Re: join removal

From: Tom Lane <tgl(at)sss(dot)pgh(dot)pa(dot)us>
To: Robert Haas <robertmhaas(at)gmail(dot)com>
Cc: Greg Stark <stark(at)mit(dot)edu>, "<pgsql-hackers(at)postgresql(dot)org>" <pgsql-hackers(at)postgresql(dot)org>
Subject: Re: join removal
Date: 2010-03-26 22:10:38
Message-ID: 22266.1269641438@sss.pgh.pa.us
Views: Raw Message | Whole Thread | Download mbox | Resend email
Thread:
Lists: pgsql-hackers

Robert Haas <robertmhaas(at)gmail(dot)com> writes:
> On Sun, Jul 19, 2009 at 10:56 PM, Tom Lane <tgl(at)sss(dot)pgh(dot)pa(dot)us> wrote:
>> Yeah. Ideally this sort of thing would happen in prepjointree.c, but
>> we don't have nearly enough information at that stage.

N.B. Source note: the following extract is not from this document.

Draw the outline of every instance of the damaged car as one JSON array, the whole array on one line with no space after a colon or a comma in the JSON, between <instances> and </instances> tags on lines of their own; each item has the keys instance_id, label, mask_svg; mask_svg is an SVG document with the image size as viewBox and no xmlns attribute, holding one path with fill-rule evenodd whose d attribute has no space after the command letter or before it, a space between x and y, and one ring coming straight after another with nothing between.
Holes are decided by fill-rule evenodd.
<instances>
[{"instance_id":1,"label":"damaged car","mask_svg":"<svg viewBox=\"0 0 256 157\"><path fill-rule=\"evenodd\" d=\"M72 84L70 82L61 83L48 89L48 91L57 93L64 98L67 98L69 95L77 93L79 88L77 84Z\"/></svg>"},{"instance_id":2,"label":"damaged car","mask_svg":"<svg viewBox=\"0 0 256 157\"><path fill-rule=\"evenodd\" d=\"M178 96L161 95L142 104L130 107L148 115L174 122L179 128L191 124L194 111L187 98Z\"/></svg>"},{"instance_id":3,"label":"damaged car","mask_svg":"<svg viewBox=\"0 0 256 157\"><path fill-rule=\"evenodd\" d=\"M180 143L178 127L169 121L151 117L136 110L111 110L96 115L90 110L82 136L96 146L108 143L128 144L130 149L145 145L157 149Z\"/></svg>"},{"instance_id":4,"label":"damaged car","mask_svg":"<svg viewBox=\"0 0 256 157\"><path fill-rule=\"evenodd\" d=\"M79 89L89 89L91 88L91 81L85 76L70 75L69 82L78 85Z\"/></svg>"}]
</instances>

> You've mentioned this point a couple of times - what is ideal about
> prepjointree?

Well, it's the place where we like to rearrange the join tree, and
dropping a join altogether certainly counts as that. We can't do it
there, at the moment anyway, for lack of supporting data --- but if
it were possible to do it at that time I think it'd be the cleanest
approach.

> Reading through the "optimizer functions" section of
> src/backend/optimizer/README, it seems like the earliest point at
> which we could do this would be just before the call to
> make_one_rel(). I think that would eliminate some redundant
> computation.

Maybe. It would also add a new pass over the join tree that, in
99% of cases, would make no useful contribution whatever. It's
possible that this would still be cheaper than a lot of failed calls
to join_is_removable, but I'm unconvinced --- we were able to make
the failure path through that pretty durn cheap for most simple cases.
The approach you're sketching still involves a combinatorial search
so I doubt it's going to be cheap.

I should maybe pause here a moment to say that my approach to
considering the cost of new planner optimizations is to focus on how
much time the added code will eat on queries where it fails to make any
useful contribution. If the optimization wins, then presumably you will
make back at execution time whatever it might have cost you to plan
(if this is debatable, you probably shouldn't be bothering with the idea
at all). So the pain will come from adding planning time on queries
where there isn't any runtime payoff; especially for something like join
removal, which only applies to a small minority of queries anyway.
Therefore I'm suspicious of adding new passes over the query structure
if they are only going to be used for low-probability wins.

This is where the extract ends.